Application of Machine Learning to Construct Investment Portfolios
Application of Machine Learning to Construct Investment Portfolios
Speaker: Dr. Eugene Pinsky, Associate Professor of the Practice
Moderated by: Kia Teymourian, Assistant Professor of Computer Science
January 28, 2021
Abstract: One of the primary applications of machine learning methods is to uncover patterns from historical relationships and trends in the data. In unsupervised learning, we apply these methods and let the system itself find structure in the data. The most widely used algorithm in such learning is kmeans clustering that looks for patterns in data and partitions the data points into k groups (“clusters”). The key to using such a method is the existence of similarity (distance) measure with resulting clusters containing “close” points. With clustering, we discover patterns in data and classify data according to cluster membership. This provides a way to describe even the large data sets in much simpler terms.
Such clustering methods have been successfully used in a variety of areas. In many applications, data points could have many dimensions and evolve over time. It is of interest, therefore, not only to identify the clusters but to examine the evolution of the data patterns in time. To address this problem, we divide time into periods, add time periods as an extra description to data points and apply k-means clustering to the resulting data. With this extension, the data patterns within the same time periods are reflected in the same cluster membership, whereas temporal evolution of these patterns can be described by paths in the appropriate (cluster, time) space. As a result, the time behavior of points in a large data set can be described in a much simpler way by simply specifying a trajectory of clusters that these points occupy in the successive time periods. To measure the difference of patterns in time, we propose to use the Hamming distance of their trajectories. This measure is easy to compute and visualize. It has a simple analytical interpretation as the duration of time when data points exhibit different patterns (different clusters).

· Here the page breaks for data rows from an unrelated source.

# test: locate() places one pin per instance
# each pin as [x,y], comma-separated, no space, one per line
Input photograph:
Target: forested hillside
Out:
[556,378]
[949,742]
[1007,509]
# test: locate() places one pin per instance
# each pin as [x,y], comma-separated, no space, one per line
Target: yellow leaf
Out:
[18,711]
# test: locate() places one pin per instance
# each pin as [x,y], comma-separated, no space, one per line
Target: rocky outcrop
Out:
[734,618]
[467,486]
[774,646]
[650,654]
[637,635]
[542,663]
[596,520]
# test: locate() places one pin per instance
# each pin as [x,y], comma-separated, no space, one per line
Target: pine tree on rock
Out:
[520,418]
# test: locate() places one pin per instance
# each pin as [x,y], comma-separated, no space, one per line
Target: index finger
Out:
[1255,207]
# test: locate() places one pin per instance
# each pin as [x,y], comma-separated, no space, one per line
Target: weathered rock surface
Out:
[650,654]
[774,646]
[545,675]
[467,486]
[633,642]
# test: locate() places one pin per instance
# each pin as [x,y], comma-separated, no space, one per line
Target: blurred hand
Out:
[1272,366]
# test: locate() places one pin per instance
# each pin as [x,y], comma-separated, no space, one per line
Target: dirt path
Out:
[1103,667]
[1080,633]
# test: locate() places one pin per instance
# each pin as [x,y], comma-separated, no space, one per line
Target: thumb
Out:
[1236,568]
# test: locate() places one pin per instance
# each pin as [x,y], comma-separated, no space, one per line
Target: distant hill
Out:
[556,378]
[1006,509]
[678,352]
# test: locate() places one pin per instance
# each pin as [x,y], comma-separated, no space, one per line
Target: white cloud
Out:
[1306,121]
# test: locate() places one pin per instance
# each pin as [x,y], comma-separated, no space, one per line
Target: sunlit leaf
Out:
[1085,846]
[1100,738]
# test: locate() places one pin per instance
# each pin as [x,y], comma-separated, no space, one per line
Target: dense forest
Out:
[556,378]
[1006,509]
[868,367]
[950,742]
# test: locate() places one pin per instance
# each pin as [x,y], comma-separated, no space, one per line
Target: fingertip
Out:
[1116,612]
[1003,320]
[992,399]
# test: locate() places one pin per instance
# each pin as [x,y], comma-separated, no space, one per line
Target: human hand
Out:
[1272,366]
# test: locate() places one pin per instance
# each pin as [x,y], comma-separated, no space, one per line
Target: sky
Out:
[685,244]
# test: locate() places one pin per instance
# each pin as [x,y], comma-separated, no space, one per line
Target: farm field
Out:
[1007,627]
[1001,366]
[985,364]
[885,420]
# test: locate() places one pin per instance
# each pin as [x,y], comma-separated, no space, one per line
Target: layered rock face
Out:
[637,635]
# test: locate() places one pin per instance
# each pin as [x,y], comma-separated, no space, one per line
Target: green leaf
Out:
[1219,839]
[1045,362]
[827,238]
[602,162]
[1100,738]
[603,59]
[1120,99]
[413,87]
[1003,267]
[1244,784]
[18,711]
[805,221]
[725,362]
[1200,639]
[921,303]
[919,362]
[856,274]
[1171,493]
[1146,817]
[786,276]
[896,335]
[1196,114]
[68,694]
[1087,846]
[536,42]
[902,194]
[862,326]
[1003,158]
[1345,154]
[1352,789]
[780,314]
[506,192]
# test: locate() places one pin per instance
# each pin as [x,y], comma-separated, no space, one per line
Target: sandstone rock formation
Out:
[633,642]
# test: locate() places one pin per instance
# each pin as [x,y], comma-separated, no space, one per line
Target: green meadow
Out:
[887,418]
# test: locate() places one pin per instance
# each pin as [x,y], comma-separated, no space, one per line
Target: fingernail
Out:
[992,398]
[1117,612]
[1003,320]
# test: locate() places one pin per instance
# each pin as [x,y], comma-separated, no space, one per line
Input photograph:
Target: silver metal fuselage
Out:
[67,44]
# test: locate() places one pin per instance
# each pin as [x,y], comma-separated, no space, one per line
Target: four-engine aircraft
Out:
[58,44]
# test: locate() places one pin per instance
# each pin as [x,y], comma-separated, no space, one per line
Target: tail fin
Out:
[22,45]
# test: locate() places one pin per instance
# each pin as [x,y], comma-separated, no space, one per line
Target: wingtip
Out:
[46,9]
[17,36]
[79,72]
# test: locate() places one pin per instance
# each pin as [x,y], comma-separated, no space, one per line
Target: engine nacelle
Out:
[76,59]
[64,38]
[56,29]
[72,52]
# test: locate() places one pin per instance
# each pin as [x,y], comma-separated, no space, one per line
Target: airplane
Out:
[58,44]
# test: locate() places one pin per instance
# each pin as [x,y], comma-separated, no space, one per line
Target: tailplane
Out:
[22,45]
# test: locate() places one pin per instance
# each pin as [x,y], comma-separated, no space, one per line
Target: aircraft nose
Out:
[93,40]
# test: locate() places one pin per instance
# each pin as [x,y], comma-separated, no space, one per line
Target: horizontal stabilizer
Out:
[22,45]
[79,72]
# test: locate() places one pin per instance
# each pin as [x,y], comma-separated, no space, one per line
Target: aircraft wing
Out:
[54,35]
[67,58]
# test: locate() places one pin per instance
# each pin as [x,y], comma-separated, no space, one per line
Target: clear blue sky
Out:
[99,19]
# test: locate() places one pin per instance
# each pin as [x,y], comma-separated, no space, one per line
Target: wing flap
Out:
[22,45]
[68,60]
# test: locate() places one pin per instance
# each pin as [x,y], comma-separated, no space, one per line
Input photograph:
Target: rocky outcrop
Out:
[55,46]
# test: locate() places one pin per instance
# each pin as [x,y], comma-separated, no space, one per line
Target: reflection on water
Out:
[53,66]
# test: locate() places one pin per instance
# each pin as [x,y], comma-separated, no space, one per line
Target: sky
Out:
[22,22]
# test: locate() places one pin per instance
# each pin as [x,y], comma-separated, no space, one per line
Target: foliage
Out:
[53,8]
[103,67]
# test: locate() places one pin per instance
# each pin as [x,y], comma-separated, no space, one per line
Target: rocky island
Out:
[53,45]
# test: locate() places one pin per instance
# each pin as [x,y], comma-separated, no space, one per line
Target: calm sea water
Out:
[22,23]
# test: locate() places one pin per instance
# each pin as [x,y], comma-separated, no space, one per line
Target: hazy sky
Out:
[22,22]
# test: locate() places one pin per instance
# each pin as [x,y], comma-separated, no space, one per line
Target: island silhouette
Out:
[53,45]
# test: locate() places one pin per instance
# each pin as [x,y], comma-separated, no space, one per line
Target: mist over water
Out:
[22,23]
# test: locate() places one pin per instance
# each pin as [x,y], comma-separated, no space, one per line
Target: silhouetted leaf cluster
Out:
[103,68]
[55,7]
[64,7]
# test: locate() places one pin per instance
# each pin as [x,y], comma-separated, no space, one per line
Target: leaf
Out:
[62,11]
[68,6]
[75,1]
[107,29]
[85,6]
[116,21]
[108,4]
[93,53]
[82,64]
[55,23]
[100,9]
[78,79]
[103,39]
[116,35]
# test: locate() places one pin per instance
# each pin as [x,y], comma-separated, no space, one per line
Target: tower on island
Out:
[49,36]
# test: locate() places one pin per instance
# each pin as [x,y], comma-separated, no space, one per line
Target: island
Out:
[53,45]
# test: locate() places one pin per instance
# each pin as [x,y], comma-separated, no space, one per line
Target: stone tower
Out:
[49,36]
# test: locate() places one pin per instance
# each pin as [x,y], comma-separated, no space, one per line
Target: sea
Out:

We illustrate this approach by considering an important practical problem in financial industry: choosing mutual funds to construct diversified investment portfolios. The traditional approach of constructing such portfolios involves computing the correlations between the component funds. However, these correlations change over time, especially during significant market events. This makes it difficult to construct such portfolios in practice. We use historical daily data on thousands of mutual funds over multi-year period. We then apply k-means clustering to the vectors of daily returns for each fund and year. This allows to represent annual correlation patterns of funds by clusters and to describe changing fund correlations by cluster paths. We use Hamming distance of cluster trajectories as a measure portfolio diversification. It has a simple intuitive interpretation as the average time when funds exhibit different performance return patterns. We present some examples and compare the portfolios computed by traditional approach and by clustering.
The proposed method can be used in many applications where we need to analyze and visualize evolution of large multi-dimensional data patterns over time.